My ‘Species of Trees’ series has, in particular, benefited considerably from this form of printmaking. ‘Species of Trees’ is an ongoing series of drawings and prints which are influenced in part by the graphic art of contemporary China and 19th Century Japan, where the marks I use in my work are reminiscent of those found in screenprints, woodblock prints and etchings. The drawings are rendered in a manner which endeavours to bring together the analytical with a sense of the lyrical.
This series of drawings and prints are portraits of particular trees, including the grounds of Hatfield House, the Jacobean House and Tudor Hall in Hertfordshire.
Each drawing makes the space around the tree visible as well as a sense of the volume and mass of the tree itself. This work contrasts with the work of the Painter, Alexander Cozens, who in 1771 produced a portfolio of prints entitled The Shape, Skeleton and Foliage of 32 Species of Trees for the use of Painting and Drawing. In this work the images represent the visible character of various species of trees where each is illustrated as a generalized example and Cozens work is one of classification.
I came across this publication whilst working on my drawings and prints of trees and found it to be an interesting counterpoint to my own project. The descriptions and presentation of tree species in my own work acknowledges Cozens work of classification.
The trees series is an ongoing project and will continue to develop through drawing and printmaking.
The exhibition also shows drypoint prints of Architecture, Portraits and Still Life to show how this process of printmaking can extend drawing techniques.
Drypoint printing has the directness of drawing. This technique has provided another layer to my work and has developed my drawing skills. The printmaking process combines a sense of control in preparing the plate, incising the lines and applying and selectively removing ink, as well as unexpected effects which result from the use of the press in the print process.

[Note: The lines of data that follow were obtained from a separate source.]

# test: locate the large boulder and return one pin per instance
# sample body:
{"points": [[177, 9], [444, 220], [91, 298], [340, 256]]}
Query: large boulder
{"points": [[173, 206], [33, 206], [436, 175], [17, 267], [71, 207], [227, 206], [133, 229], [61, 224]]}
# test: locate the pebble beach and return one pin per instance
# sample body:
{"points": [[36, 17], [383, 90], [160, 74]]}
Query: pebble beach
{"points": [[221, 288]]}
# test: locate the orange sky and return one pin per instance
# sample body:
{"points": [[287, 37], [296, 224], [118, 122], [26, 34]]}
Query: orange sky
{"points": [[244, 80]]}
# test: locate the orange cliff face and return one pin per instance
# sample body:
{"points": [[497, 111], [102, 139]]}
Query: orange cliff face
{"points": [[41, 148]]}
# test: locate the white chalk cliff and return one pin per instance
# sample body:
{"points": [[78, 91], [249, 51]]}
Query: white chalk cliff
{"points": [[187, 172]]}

Charlotte Harker is an artist based in London. Her recent work has been made in a print studio. Based on my drawings of portraits, architecture, landscapes and more recently animals, I have produced a series of drypoint prints. Prior to this she produced a series of drawings which were included in a book titled ‘Nowheres’, a collaborative project with Poet, Tamar Yoseloff. These drawings were exhibited at the Poetry Society and also the Barbican Centre in 2015. In 2014, for her project and solo exhibition, ‘Species of Trees and Other Landscapes’ she was awarded a grant from Arts Council England. In 2012 she was awarded a residency at the Cill Rialaig Project in Ballinskelligs, County Kerry, Ireland. In 2009 Arts Council England awarded a grant to support her research into the work of 19th Century Landscape painter, Peter De Wint, at The Collection and Usher Gallery, Lincoln. Prior to that she was awarded a Pollock Krasner Foundation Grant in 2007. She has been shortlisted for the Jerwood Drawing Prize and from 2001-2002 was a resident artist at the Florence Trust Studios in London. As well as exhibiting across the U.K., she has been in group shows in Europe, U.S.A. and Australia.